By LabMedica International staff writers
Posted on 07 Feb 2013
A novel, single-amplification polymerase chain reaction (PCR) assay has been used to diagnose malaria among travelers returning from endemic areas.

A practical single-round amplification Plasmodium-genus-specific PCR assays has been designed that is based on primers targeting the 18S locus and the mitochondrial genome with sensitivity and specificity equal to nested PCR.

Tropical disease specialists at the Haukeland University Hospital (Bergen, Norway) carried out a retrospective study of whole blood samples from a cohort of 132 fever patients with potential imported primary or recurrent malaria between 2006 and 2011. More...
The samples had been previously analyzed for malaria parasites on Giemsa-stained, thin and thick slides by experienced microscopists. Three PCR assays, two genus-specific and one species-specific, were assessed in the cohort of patient samples. The mitochondrial PCR products were sequenced in both directions.

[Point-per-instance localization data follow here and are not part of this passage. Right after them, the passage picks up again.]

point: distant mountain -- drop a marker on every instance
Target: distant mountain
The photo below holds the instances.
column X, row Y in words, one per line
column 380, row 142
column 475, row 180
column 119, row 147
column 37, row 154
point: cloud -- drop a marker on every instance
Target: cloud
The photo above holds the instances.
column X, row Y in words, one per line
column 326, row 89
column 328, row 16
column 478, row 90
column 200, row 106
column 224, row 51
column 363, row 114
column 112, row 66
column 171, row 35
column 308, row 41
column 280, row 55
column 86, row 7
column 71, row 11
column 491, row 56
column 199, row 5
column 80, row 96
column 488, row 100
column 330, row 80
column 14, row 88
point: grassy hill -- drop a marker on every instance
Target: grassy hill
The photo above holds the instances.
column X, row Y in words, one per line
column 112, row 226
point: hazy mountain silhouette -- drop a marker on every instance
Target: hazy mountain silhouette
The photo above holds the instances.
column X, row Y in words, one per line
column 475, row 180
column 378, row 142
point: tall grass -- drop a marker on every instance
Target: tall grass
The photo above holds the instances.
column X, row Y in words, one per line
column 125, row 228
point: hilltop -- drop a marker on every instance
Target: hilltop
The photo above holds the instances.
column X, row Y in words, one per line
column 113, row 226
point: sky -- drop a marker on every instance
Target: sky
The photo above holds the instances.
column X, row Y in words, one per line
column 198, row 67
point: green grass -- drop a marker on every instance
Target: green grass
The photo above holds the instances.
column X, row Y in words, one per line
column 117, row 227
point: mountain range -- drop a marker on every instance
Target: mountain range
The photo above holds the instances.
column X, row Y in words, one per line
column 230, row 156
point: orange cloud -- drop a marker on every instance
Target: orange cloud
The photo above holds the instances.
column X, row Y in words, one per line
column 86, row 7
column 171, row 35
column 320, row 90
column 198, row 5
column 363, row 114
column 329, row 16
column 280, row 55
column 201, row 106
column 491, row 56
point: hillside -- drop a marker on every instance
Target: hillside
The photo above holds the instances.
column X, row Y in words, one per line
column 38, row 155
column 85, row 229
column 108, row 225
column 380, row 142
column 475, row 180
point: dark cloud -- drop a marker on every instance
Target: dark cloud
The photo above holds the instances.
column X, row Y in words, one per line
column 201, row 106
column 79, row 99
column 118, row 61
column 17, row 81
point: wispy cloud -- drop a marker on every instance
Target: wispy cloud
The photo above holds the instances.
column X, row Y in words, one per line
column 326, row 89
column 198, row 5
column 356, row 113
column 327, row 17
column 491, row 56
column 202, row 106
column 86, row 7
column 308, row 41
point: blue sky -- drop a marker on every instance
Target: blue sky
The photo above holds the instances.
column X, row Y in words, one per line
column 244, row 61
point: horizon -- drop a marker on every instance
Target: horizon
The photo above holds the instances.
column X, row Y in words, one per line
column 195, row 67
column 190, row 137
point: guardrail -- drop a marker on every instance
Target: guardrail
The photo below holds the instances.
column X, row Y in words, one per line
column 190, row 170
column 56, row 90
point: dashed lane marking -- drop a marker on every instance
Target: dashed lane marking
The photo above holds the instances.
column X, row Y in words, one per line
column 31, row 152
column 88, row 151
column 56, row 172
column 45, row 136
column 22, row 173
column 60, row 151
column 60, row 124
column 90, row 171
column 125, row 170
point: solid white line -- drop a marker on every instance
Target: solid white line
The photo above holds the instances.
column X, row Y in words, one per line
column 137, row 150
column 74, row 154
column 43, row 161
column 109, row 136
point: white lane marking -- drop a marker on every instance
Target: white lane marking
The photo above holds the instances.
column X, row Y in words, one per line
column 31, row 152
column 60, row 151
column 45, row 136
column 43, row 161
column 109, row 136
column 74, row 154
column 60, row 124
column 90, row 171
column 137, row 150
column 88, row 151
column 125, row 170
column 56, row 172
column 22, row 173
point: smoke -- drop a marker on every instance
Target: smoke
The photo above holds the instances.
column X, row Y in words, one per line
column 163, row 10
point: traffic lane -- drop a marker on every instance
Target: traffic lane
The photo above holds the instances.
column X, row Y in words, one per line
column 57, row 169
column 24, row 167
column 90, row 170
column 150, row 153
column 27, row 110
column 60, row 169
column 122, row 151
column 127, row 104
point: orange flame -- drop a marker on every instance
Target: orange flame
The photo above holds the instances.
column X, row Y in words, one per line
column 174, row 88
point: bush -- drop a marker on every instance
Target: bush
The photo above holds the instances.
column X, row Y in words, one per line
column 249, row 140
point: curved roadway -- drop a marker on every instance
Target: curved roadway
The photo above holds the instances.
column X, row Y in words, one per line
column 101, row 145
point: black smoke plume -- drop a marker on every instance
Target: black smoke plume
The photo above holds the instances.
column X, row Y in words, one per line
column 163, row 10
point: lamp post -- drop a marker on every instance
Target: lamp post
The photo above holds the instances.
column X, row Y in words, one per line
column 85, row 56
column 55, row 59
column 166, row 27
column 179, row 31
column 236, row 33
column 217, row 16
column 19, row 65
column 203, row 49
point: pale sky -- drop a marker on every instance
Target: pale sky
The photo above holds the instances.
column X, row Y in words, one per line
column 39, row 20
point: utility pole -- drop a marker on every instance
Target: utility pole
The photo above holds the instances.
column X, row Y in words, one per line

Among the 135 samples assayed, 28 were defined as malaria positive by at least two of the methods among microscopy and the three different genus-specific PCR assays. The new mitochondrial PCR was 100% sensitive detecting all 28 positives. At the threshold dilution 0.5 parasites/µL, the sensitivity of the mitochondrial PCR was 97%, that of the single-round, 18S PCR was 93%, and the reference nested 18S was PCR 87%. Both single-round amplification assays identified all malaria positives diagnosed by nested PCR that had a sensitivity of 96%.

Sequencing of the genus-specific mitochondrial PCR products revealed different single nucleotide polymorphisms that allowed species identification of the 28 sequences with following distribution; 20 were Plasmodium falciparum, 6 were P. vivax, 1 was P. ovale, and 1 P. malariae. The microscopists had missed two infections detected by all PCR assays.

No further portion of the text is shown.